MIRI LRS Slit Spectroscopy: Spectral Extraction using the JWST Pipeline#
July 2023
Use case: Spectral extraction of slit spectra with the JWST calibration pipeline.
Data: Publicly available science data
Tools: jwst, matplotlib, astropy.
Cross-intrument: NIRSpec, MIRI.
Documentation: This notebook is part of a STScI’s larger post-pipeline Data Analysis Tools Ecosystem and can be downloaded directly from the JDAT Notebook Github directory.
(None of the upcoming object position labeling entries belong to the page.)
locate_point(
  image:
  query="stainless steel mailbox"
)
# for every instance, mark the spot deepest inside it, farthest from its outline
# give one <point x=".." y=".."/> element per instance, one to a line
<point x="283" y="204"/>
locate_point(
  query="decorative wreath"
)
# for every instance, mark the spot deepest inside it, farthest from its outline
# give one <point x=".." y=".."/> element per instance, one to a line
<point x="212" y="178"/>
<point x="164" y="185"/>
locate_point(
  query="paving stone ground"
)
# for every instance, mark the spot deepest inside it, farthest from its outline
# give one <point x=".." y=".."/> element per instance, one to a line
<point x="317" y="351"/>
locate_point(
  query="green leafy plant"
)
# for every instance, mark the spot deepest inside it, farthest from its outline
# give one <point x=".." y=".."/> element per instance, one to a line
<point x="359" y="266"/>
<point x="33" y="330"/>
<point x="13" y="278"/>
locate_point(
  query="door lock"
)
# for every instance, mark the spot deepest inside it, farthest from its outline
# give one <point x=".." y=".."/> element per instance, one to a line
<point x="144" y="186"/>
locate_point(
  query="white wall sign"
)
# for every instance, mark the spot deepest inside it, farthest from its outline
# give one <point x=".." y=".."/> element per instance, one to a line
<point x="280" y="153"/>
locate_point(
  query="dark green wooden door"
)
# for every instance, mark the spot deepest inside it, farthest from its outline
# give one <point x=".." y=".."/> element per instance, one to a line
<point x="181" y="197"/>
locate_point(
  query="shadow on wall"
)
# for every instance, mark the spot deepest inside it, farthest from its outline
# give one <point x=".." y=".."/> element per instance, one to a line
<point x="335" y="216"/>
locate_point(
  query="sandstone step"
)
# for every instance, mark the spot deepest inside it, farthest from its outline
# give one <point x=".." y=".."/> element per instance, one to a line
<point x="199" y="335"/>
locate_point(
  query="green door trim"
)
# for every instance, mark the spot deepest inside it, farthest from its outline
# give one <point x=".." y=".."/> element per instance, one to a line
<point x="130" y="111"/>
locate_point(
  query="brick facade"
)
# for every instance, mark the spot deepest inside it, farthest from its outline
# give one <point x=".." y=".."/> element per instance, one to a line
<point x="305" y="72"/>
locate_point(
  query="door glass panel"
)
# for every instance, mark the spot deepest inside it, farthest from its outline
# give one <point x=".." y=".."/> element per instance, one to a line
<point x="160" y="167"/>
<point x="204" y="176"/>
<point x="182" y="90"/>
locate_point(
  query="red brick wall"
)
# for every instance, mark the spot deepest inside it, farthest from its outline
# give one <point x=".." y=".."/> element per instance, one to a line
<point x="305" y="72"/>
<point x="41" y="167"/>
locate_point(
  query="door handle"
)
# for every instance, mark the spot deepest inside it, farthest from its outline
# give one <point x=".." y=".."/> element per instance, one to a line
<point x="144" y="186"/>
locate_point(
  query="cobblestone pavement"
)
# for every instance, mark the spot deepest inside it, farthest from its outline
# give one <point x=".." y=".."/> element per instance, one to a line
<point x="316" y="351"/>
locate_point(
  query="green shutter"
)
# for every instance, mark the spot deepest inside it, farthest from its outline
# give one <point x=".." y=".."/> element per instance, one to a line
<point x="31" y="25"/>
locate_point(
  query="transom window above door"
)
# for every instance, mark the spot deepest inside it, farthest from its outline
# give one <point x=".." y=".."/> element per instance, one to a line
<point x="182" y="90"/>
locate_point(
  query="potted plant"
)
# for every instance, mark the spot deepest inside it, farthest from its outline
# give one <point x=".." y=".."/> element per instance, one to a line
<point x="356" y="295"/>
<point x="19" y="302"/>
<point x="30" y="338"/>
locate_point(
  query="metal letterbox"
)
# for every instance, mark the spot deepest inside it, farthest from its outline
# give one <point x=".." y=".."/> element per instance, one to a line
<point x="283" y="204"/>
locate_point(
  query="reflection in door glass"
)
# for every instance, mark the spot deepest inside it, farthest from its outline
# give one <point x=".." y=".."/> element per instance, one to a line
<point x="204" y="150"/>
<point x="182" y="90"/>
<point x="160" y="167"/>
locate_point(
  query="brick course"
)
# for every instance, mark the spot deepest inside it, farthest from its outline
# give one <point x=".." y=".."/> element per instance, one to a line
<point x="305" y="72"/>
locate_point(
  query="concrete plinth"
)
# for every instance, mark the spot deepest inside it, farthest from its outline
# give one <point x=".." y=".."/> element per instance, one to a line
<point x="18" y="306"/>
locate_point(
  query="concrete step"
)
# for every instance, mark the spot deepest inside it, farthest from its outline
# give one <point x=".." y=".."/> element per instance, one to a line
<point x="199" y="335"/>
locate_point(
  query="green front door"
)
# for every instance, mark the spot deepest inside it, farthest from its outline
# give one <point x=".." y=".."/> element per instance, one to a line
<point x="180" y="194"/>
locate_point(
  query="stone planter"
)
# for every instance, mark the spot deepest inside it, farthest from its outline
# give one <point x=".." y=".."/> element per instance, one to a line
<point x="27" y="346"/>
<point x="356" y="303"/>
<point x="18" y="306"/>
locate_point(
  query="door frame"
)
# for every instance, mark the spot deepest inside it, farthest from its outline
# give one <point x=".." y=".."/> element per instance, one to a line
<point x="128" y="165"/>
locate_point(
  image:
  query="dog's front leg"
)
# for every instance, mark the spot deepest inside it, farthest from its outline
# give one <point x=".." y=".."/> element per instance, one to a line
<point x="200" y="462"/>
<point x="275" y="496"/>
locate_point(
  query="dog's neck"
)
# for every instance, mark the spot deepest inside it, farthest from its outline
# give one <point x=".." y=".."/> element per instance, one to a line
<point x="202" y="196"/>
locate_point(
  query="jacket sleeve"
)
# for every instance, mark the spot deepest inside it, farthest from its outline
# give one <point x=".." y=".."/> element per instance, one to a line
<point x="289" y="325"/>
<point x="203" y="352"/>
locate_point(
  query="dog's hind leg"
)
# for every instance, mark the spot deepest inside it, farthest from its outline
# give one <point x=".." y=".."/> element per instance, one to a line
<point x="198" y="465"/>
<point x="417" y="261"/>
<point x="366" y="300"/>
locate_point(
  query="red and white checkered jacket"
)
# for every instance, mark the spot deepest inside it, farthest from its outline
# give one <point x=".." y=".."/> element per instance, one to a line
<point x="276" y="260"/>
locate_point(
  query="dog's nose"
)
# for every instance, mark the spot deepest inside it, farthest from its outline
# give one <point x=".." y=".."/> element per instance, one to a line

Introduction: Spectral extraction in the JWST calibration pipeline#
The JWST calibration pipeline performs spectrac extraction for all spectroscopic data using basic default assumptions that are tuned to produce accurately calibrated spectra for the majority of science cases. This default method is a simple fixed-width boxcar extraction, where the spectrum is summed over a number of pixels along the cross-dispersion axis, over the valid wavelength range. An aperture correction is applied at each pixel along the spectrum to account for flux lost from the finite-width aperture.
The extract_1d
step uses the following inputs for its algorithm:
the spectral extraction reference file: this is a json-formatted file, available as a reference file from the JWST CRDS system
the bounding box: the
assign_wcs
step attaches a bounding box definition to the data, which defines the region over which a valid calibration is available. We will demonstrate below how to visualize this region.
However the extract_1d
step has the capability to perform more complex spectral extractions, requiring some manual editing of parameters and re-running of the pipeline step.
Aims#
This notebook will demonstrate how to re-run the spectral extraction step with different settings to illustrate the capabilities of the JWST calibration pipeline.
Assumptions#
We will demonstrate the spectral extraction methods on resampled, calibrated spectral images. The basic demo and two examples run on Level 3 data, in which the nod exposures have been combined into a single spectral image. Two examples will use the Level 2b data - one of the nodded exposures.
Test data#
The data used in this notebook is an observation of the Type Ia supernova SN2021aefx, observed by Jha et al in PID 2072 (Obs 1). These data were taken with zero exclusive access period, and published in Kwok et al 2023. You can retrieve the data from this Box folder, and we recommend you place the files in the data/
folder of this repository, or change the directory settings in the notebook prior to running.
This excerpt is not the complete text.